Its easy to have frends if you let pepul laff at you. Im going to have lots of frends where I go.
Charlie contemplates suicide but decides he must keep writing his reports for the sake of science. At a therapy session with Strauss, Charlie has a hallucination in which he seems to fly into the center of his own unconscious, represented by a red, pulsing flower, and then imagines himself being battered against the walls of a cave. When Burt tests Charlie on his ability to solve mazes in the lab, Charlie has difficulty and gets frustrated. Charlie then finds himself perplexed by the Rorschach test. He tells Burt that he will no longer come to the lab.
Strauss tries to visit Charlie at his apartment, but Charlie refuses to let him in. Charlie picks up his copy of Paradise Lost, and though he knows he loved the book only a few months before, he is now unable to understand it. He flashes back to a time when his mother, frustratedly trying to teach him to read, had insisted to his father that Charlie was not retarded but merely lazy. Charlie tears the copy of Paradise Lost apart.

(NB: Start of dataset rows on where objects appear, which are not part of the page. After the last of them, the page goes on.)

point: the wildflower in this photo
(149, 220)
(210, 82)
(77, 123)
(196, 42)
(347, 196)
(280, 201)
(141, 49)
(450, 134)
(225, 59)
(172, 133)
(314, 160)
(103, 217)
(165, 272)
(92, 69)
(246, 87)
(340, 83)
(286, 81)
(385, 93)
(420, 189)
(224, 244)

Alice comes to stay with Charlie. She says she wants to spend as much time as possible with him before the effects of the operation recede completely. She holds him, and for once he does not feel the old inner panic. They make love for the first time, and it is a transcendent, spiritual experience, unlike the purely physical sex Charlie has had with Fay. Despite their happiness, Charlie cannot bear the thought of Alice witnessing his descent. He tells Alice that he will probably ask her to leave soon, and he makes her promise that when she does leave, she will never come back.
Charlie picks up his paper on the Algernon-Gordon Effect and is unable to understand it. He can no longer remember the languages he taught himself. His motor control begins to deteriorate, and he finds himself watching television all day. Alice tries to help by tidying up Charlie’s apartment, but her actions anger him because he wants everything left as it is, “to remind me of what I’m leaving behind.” Charlie also gets upset at Alice for trying to encourage him to pursue intellectual activities in which he is no longer interested. Alice’s denial of Charlie’s condition reminds him of his mother. He asks Alice to leave and, devastated, she does.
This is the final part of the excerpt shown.